Ponte et al. (2009) defendem que o processo de desenvolvimento será mais eficaz

quando for realizado em grupo e introduzem o conceito de comunidade de

aprendizagem que se traduz, por exemplo, num grupo de professores que tenta

desenvolver hábitos de trabalhar em conjunto ou qualquer grupo constituído com o

objetivo de aprender e de se desenvolver. Para estes autores, as comunidades de

aprendizagem podem ser homogéneas ou heterogéneas, pois no seu entender tanto pode

tratar-se de um grupo de professores pertencente a uma só escola, do mesmo grupo

disciplinar ou até com experiências profissionais semelhantes (por exemplo, um grupo

de professores de Matemática do 5.º ano da mesma escola), como pode tratar-se de um

grupo que inclua professores de vários ciclos, com experiências profissionais diferentes

ou vindos de escolas diferentes.

O professor como prático reflexivo

Schön (2000) considera três tipos de reflexão: reflexão na ação, reflexão sobre a ação e

reflexão sobre a reflexão na ação.
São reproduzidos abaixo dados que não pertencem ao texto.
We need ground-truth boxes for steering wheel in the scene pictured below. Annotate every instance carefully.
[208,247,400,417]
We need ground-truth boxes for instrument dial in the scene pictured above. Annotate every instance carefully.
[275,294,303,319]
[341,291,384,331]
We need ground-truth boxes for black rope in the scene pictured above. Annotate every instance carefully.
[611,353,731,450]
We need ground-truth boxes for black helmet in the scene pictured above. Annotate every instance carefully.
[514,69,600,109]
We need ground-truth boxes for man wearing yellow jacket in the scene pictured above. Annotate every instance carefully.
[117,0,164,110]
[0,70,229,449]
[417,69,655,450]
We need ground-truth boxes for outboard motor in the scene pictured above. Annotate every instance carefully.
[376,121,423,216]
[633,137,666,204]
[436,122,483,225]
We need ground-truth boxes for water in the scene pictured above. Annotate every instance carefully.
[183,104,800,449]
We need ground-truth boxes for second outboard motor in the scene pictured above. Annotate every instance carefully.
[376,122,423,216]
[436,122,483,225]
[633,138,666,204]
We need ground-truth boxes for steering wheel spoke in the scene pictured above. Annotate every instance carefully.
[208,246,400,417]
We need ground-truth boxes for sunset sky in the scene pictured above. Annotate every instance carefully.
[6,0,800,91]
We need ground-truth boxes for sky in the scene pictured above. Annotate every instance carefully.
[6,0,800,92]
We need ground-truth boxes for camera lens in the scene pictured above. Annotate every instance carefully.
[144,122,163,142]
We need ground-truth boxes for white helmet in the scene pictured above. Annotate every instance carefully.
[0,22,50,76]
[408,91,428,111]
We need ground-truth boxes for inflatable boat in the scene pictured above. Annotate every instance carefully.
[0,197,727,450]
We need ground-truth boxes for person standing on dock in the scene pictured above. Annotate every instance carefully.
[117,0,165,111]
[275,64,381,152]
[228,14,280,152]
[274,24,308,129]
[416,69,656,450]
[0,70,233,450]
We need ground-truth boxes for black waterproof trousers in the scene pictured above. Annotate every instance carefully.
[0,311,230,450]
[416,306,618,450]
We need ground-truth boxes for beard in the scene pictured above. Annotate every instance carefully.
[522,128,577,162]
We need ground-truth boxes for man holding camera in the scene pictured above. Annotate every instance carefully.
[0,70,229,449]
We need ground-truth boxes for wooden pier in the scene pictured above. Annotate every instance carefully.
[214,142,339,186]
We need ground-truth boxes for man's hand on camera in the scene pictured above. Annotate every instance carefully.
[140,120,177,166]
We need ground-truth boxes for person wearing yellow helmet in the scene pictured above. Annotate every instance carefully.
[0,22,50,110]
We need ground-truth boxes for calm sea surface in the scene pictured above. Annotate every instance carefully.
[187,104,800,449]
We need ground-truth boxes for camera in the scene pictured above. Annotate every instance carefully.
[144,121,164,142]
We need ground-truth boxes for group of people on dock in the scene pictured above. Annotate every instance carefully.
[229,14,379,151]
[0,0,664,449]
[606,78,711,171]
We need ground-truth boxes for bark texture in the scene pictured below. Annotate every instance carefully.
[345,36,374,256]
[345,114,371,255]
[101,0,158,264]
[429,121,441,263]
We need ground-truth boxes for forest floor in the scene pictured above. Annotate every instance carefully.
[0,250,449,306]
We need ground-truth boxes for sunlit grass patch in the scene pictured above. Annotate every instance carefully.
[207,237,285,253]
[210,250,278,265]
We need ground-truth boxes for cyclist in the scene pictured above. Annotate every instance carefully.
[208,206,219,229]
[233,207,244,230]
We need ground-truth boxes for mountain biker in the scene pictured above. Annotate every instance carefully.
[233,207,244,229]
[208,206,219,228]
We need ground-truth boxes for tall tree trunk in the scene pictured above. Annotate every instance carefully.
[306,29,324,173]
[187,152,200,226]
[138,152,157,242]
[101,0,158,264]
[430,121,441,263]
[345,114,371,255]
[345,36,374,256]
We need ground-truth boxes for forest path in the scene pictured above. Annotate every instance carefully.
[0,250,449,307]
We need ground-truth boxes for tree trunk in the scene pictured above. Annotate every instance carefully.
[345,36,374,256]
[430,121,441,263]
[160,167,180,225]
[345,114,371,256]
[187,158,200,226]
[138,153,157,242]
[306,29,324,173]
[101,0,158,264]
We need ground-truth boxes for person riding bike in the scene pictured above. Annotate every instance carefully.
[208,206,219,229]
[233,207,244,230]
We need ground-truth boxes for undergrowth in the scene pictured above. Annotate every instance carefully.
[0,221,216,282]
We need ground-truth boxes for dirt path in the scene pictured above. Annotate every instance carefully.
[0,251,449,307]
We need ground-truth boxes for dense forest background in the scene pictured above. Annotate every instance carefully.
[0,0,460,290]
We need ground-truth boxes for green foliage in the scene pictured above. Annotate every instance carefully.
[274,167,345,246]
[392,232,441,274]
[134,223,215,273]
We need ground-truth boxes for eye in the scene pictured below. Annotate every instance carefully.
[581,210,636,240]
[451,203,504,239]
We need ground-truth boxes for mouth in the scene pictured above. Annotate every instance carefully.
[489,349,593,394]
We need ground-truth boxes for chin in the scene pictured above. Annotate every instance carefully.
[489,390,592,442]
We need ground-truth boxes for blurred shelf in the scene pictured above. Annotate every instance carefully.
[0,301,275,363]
A reflexão na ação surge no decurso da própria ação,

remetendo a tomada de decisões enquanto os professores estão ativamente envolvidos

no ensino, isto é, reformula-se o que se está a fazer enquanto se faz. Para Schön (2000),

a reflexão na ação é consciente, tem uma função crítica, pois, pensando criticamente,

reestruturamos estratégias de ação e dá lugar à experiência na medida em que

“pensamos um pouco e experimentamos novas ações com o objetivo de explorar os

fenómenos recém-observados, testar as nossas compreensões experimentais acerca

deles, ou afirmar as ações que tenhamos inventado para mudar as coisas para melhor”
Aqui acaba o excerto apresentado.